Page MenuHomePhabricator

Analysts cannot reliably use wmfdata to run SQL queries against Hive databases
Closed, ResolvedPublic

Description

Due to introduction of Kerberos authentication, wmfdata switched to using PySpark to run SQL queries against Hive databases.

However, we are encountering some significant issues with Spark as a backend; this task tracks those issues.

Event Timeline

nshahquinn-wmf renamed this task from Spark query issues to Analysts cannot reliably use Spark to run SQL queries against Hive databases.Feb 22 2020, 12:05 AM
nshahquinn-wmf claimed this task.
nshahquinn-wmf updated the task description. (Show Details)
nshahquinn-wmf added a subscriber: Ottomata.
nshahquinn-wmf added a subscriber: elukey.
nshahquinn-wmf added a subscriber: kzimmerman.

@kzimmerman I'm making Phab reflect reality as this is having significant impacts on our work and I've been investigating it extensively for the past couple of weeks. Please let me know if we should discuss deprioritizing this.

I'm also trying to get a handle on the various issues that are happening because they don't manifest predictably, so I'll be refining the breakdown here as I gain a better understanding.
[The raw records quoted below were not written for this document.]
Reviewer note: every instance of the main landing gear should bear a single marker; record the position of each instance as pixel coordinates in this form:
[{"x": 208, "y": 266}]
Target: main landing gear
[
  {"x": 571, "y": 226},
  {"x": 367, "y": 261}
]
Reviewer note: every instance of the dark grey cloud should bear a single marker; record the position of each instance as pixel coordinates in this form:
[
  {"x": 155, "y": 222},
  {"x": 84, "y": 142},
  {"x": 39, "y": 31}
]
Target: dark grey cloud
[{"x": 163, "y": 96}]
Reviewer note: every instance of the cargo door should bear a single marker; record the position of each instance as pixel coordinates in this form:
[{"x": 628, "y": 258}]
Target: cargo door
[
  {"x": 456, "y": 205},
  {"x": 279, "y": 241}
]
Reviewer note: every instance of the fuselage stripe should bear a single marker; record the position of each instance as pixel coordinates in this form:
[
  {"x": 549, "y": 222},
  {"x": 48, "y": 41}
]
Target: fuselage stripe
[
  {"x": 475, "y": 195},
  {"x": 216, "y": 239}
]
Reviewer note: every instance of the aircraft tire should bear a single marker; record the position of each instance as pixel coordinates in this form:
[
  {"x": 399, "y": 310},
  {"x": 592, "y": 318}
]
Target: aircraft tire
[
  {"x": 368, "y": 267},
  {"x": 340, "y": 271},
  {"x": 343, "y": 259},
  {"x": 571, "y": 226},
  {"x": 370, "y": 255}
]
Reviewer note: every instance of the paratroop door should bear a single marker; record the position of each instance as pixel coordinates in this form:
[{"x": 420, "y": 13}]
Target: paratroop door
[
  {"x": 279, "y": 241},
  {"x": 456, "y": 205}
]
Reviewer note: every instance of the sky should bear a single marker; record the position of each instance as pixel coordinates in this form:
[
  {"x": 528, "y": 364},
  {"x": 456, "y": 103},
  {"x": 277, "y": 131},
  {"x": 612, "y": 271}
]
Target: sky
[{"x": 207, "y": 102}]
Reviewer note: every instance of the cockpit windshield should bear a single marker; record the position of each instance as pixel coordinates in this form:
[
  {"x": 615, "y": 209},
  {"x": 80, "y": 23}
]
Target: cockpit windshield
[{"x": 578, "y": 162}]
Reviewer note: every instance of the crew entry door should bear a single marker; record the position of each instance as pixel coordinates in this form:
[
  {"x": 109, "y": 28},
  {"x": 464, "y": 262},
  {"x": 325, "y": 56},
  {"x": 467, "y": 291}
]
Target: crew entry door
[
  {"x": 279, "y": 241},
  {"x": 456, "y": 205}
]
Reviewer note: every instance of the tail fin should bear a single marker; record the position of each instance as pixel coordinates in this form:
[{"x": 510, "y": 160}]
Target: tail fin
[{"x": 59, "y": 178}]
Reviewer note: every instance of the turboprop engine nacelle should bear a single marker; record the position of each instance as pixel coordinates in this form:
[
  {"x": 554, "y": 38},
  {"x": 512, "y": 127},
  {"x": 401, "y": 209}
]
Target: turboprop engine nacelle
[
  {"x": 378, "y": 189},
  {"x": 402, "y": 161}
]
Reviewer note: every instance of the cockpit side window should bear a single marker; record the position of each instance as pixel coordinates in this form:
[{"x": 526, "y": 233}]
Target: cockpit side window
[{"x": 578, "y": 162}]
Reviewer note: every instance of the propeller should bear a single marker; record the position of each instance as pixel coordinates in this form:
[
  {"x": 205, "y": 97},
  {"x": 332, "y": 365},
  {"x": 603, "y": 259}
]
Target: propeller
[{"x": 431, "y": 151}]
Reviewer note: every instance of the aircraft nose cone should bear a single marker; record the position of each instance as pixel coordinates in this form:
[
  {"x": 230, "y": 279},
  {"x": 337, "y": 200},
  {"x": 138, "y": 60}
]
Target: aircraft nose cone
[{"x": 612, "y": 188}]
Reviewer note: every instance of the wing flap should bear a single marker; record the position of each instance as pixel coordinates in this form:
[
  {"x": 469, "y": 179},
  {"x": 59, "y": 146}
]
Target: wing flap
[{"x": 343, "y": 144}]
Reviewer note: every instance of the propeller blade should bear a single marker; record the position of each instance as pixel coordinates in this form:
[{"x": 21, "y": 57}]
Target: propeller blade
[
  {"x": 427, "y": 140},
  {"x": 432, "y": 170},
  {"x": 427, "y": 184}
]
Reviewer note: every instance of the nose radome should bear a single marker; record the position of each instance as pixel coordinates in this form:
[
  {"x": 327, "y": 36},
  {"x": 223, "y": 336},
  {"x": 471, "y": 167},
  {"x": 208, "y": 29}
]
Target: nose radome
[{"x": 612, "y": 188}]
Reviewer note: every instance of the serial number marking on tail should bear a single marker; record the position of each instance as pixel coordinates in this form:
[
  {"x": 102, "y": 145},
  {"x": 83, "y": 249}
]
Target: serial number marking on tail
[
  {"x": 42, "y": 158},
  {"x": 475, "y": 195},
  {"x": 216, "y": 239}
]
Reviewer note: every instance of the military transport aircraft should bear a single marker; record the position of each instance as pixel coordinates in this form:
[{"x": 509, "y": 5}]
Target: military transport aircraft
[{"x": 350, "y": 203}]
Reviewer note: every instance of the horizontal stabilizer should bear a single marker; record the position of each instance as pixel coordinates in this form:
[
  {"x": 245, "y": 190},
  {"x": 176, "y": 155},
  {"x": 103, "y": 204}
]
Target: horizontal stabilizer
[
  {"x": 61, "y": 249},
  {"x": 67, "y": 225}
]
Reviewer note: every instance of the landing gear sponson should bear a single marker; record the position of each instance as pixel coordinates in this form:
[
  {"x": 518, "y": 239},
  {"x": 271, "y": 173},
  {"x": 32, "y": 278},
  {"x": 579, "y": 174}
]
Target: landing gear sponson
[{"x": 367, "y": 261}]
Ottomata renamed this task from Analysts cannot reliably use Spark to run SQL queries against Hive databases to Analysts cannot reliably use Sparker in Jupyter to run SQL queries against Hive databases.Feb 24 2020, 4:50 PM

@Ottomata, is there a reason you think this is specific to Jupyter? Based on what I've seen, it probably has nothing to do with Jupyter and would manifest the same using PySpark in some other environment.

nshahquinn-wmf renamed this task from Analysts cannot reliably use Sparker in Jupyter to run SQL queries against Hive databases to Analysts cannot reliably use Spark to run SQL queries against Hive databases.Feb 25 2020, 1:35 AM
nshahquinn-wmf renamed this task from Analysts cannot reliably use Spark to run SQL queries against Hive databases to Analysts cannot reliably use wmfdata to run SQL queries against Hive databases.Feb 25 2020, 5:42 PM
Milimetric moved this task from Incoming to Radar on the Analytics board.
Milimetric subscribed.

monitoring this for any additional subtasks

Thanks @Milimetric!

Reassigning to @nshahquinn-wmf, who's continuing work on this. I believe he's also going to reach out to Joseph to review wmfdata together, to identify or resolve other issues as needed.

It will be worth thinking whether the goal of having 1 library (wmfdata) that is a fit for all use cases is an suitable one to have. Given the disparity of data sizes and complexities (example: traffic data is large but simple, edit data is small but complex) I am not sure the library path is the most efficient one. Maybe a cookbook approach using different jupyter notebooks with different technologies is a better one, so you have cookbook recipes (in the form of preexisting notebooks) that somebody can extend/copy/modify.

A "catalog" of recipes of jupyter notebooks if you may.

Now that wmfdata 1.0 has been released with support for sensible Spark settings (T245097) and running SQL using the Hive CLI (T246060), I think the overall problem has been solved. Thanks to everyone for pitching in to help!